Coach Spurrier, however, does not think very highly of the idea of clearly defined roles for his football players, especially when it comes to his quarterbacks. He's quick to tell anyone who will listen that half of his eight conference championships were won during seasons in which he rotated quarterbacks. In an interview with Rick Henry, he called the idea of naming a starting quarterback before the first game and sticking with that decision throughout the season was a "fallacy." Everything that we know from what Spurrier has said and what Spurrier has done in the past tells us that the starting QB situation is far from settled.
"There's an old fallacy that you can't play two quarterbacks... That's all just media crap."
But let's just suppose that Connor Shaw's start against ECU does signal a changing of the guard and that Shaw will be the primary (if not sole) possessor of the starting quarterback job going forward. Would that necessarily be a bad idea? Anger about this possibility seems to have centered around three arguments:
"Starting Shaw over Garcia could create divisions in the locker room"
As far as this point goes, I don't know what to say. You just have to hope that Spurrier had a good discussion with Stephen before the announcement on Thursday and that Garcia is mature enough to handle it well. After 30 years of coaching kids, you have to hope that Spurrier would know how to manage this situation, but there's just know way for us to know how this will play out in the locker room. I used "hope" a lot in that paragraph because that's about all I can do.
"Garcia is better than Shaw"
Is Garcia better than Shaw? Based on what? Garcia has racked up some pretty impressive counting stats (6,753 yards, 43 touchdowns), but he's prone to have the occasional meltdown. His completion rate was much improved in 2011 (64.2% in 2011, 55.3% in 2010), but trailed off significantly toward the end of the season (53.3% in the final three games). Connor Shaw hasn't taken many snaps, but (save for a pair of costly interceptions against Auburn) was efficient when he did get on the field in 2011 (23/33, 223 yards).
Shaw's numbers in the fall scrimmages (23/31, 439 yards, 5 TD) were much better than Garcia's (29/52, 389, 2 TD). And because most of the practices were closed, those numbers and Spurrier's opinion are about all we have to go on. Given that Spurrier has been doing this for several decades, I would wager that you could drop him in a room with two random quarterbacks and he could accurately identify the superior player within a couple of minutes. But instead of a couple of minutes he's had a month of practice.

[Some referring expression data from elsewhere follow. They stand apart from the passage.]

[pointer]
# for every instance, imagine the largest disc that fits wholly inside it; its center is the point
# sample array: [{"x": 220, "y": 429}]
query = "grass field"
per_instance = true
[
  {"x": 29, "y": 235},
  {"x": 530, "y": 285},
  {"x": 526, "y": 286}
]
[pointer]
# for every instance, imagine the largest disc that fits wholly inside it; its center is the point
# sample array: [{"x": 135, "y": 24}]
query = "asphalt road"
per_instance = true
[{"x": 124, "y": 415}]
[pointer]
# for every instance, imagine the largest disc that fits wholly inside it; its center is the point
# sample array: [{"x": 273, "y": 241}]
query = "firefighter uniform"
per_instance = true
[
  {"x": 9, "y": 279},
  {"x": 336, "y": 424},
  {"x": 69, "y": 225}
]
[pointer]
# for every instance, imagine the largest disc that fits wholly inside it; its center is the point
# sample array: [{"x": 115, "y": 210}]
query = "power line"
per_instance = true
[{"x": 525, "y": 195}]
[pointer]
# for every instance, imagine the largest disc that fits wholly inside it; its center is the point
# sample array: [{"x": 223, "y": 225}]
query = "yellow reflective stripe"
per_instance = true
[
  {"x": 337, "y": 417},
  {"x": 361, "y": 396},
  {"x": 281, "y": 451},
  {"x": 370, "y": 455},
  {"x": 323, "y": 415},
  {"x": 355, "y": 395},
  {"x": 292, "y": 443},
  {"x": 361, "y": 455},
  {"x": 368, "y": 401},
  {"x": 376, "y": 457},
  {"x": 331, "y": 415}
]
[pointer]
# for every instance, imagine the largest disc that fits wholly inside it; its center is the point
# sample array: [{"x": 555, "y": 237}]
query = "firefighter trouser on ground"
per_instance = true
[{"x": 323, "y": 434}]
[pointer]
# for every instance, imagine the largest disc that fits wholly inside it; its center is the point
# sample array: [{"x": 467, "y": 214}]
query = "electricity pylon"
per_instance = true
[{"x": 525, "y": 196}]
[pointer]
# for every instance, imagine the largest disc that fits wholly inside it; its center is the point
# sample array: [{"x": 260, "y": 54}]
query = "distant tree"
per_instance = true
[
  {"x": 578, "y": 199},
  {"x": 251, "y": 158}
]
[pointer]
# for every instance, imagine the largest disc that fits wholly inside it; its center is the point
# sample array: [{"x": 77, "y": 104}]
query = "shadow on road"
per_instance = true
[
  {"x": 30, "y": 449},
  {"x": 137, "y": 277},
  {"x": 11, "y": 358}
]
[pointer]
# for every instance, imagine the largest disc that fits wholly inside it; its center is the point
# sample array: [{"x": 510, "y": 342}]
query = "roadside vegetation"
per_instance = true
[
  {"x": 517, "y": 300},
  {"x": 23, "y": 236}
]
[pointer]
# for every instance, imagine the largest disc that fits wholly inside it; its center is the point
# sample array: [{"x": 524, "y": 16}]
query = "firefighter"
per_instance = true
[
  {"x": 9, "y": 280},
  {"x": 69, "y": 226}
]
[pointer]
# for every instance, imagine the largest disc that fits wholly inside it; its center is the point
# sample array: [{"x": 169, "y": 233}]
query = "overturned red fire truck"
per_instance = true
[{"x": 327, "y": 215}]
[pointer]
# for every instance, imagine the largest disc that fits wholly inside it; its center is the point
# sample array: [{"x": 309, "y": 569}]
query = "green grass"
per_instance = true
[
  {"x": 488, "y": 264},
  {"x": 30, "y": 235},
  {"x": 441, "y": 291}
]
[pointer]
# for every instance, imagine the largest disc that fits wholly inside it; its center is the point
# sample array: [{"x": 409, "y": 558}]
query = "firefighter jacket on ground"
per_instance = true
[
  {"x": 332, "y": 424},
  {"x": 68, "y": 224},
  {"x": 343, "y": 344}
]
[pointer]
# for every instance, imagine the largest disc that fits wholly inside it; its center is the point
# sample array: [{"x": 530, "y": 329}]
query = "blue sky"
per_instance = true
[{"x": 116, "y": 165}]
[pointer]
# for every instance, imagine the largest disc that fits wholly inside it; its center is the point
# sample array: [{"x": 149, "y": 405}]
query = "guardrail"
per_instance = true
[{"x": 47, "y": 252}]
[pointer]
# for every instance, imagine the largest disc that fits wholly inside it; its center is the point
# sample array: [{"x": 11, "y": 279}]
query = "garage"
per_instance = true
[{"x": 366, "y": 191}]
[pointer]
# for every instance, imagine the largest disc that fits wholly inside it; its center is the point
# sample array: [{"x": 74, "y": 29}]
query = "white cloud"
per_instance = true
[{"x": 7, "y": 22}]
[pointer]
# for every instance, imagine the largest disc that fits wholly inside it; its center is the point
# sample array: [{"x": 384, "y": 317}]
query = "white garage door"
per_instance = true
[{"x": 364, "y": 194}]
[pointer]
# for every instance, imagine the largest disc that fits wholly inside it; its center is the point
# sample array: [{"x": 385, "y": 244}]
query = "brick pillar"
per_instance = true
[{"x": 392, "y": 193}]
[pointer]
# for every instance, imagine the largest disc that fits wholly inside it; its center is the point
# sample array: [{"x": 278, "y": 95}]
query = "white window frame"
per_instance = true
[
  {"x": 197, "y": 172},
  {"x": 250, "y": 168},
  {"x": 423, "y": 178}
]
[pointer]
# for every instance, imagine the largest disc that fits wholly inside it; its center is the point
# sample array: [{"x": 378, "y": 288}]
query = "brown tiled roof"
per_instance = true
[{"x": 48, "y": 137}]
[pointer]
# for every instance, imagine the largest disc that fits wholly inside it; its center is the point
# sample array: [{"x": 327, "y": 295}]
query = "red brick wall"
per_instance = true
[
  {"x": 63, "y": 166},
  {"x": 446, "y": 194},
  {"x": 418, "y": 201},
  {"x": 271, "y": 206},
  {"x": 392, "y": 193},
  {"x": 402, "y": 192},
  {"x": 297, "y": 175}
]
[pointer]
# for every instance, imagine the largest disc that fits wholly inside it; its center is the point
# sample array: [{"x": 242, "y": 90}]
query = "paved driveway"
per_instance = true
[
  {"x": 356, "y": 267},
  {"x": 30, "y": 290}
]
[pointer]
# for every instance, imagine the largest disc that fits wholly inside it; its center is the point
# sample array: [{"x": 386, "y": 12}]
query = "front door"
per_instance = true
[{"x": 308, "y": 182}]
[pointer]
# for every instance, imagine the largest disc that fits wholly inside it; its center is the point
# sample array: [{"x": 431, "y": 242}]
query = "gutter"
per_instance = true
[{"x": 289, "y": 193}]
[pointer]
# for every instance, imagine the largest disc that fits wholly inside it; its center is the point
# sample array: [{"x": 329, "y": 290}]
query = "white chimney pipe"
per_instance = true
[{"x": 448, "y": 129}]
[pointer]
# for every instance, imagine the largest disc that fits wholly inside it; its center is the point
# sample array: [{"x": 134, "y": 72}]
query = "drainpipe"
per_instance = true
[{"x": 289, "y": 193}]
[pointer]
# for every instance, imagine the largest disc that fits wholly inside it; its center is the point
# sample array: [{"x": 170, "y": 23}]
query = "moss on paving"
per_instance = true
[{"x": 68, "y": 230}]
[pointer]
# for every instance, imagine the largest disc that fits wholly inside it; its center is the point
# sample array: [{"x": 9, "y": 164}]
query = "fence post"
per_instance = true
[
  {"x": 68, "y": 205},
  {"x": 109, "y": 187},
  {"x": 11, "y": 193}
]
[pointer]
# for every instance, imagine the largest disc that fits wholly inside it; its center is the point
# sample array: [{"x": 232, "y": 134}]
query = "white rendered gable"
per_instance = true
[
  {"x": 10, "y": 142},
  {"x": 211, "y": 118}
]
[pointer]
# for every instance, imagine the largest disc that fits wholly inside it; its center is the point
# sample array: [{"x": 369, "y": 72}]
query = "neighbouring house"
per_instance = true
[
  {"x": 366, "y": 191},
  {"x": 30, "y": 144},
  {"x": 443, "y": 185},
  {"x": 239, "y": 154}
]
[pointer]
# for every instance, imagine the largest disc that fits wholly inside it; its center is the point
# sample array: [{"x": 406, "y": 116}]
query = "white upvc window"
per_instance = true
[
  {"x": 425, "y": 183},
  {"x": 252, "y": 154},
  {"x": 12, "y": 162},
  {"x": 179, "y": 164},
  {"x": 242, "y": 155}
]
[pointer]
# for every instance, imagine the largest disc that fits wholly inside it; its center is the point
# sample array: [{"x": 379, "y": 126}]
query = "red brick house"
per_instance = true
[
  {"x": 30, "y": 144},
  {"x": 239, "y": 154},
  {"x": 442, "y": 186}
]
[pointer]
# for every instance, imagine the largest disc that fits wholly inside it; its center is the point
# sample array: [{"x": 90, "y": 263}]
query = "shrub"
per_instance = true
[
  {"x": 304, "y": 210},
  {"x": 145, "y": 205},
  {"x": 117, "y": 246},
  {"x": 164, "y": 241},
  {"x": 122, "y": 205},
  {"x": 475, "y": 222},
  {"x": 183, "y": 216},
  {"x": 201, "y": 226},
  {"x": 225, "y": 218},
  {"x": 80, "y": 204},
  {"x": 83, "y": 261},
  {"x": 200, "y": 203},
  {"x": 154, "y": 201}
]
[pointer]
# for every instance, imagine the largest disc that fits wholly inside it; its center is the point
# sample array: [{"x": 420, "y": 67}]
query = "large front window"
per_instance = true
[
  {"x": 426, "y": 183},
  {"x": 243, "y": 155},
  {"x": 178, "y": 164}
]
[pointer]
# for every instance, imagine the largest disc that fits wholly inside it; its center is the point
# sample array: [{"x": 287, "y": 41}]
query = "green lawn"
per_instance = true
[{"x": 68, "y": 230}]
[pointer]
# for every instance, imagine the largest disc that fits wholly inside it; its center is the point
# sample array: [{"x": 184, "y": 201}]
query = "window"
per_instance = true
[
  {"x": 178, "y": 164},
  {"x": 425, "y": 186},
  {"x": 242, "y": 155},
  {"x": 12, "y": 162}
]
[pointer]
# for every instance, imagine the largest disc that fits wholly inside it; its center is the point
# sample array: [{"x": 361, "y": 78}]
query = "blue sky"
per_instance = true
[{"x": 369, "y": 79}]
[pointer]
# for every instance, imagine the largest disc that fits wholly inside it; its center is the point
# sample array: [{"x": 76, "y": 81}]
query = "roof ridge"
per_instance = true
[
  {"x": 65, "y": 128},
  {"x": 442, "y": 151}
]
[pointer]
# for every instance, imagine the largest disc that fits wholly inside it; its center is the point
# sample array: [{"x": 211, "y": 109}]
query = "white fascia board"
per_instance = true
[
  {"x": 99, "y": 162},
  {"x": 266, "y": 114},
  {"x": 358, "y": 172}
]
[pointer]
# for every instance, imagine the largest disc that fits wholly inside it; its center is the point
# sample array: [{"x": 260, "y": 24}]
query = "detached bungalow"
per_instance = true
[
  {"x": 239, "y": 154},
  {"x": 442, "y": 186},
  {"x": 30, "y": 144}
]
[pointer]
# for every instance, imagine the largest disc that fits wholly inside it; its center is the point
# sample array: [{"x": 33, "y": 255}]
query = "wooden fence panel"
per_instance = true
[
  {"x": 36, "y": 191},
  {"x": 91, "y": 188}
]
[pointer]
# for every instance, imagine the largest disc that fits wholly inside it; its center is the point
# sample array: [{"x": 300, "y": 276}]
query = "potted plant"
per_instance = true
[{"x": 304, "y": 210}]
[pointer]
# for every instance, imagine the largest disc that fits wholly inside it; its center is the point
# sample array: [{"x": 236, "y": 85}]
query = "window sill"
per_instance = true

"Garcia is more experienced than Shaw"
Experience only interests me as an asset to the extent that it makes a football player more effective at his job. Is it possible, though, that Connor Shaw could play well against opponents like ECU but wilt under the pressure of, say, a game against Florida to clinch the SEC East? Sure. It's possible. But Garcia's track record in big games (including three bowl losses and a blowout loss in the SEC Championship) is spotty to say the least. Even if you grant him solid performances against Alabama, Georgia, and Florida last year, Bad Garcia shows up to big games at least as often as Good Garcia. If that's what Garcia's superior experience gets you, you have to ask yourself if his experience is really all that valuable.
All that said, Spurrier's decision to start Shaw doesn't appear to have sprung from any measure of dissatisfaction with Garcia's performance. In fact, Spurrier told Rick Henry that he is "very fired up that we have two quarterbacks in Stephen Garcia and Connor Shaw who are very capable of playing well."
What if Stephen Garcia is just as good as he was in 2010, but now Connor Shaw is a little better? Can't this be a good thing? When an authority figure does something that contravenes common sense, I am usually among the first to question the decision. But in this particular situation, Steve Spurrier has a lot of information that we simply do not have access to. Unless the team's on-field performance gives me reason to doubt the efficacy of his strategy, I'm choosing to trust the judgement of the man who has brought this football program to the precipice of greatness.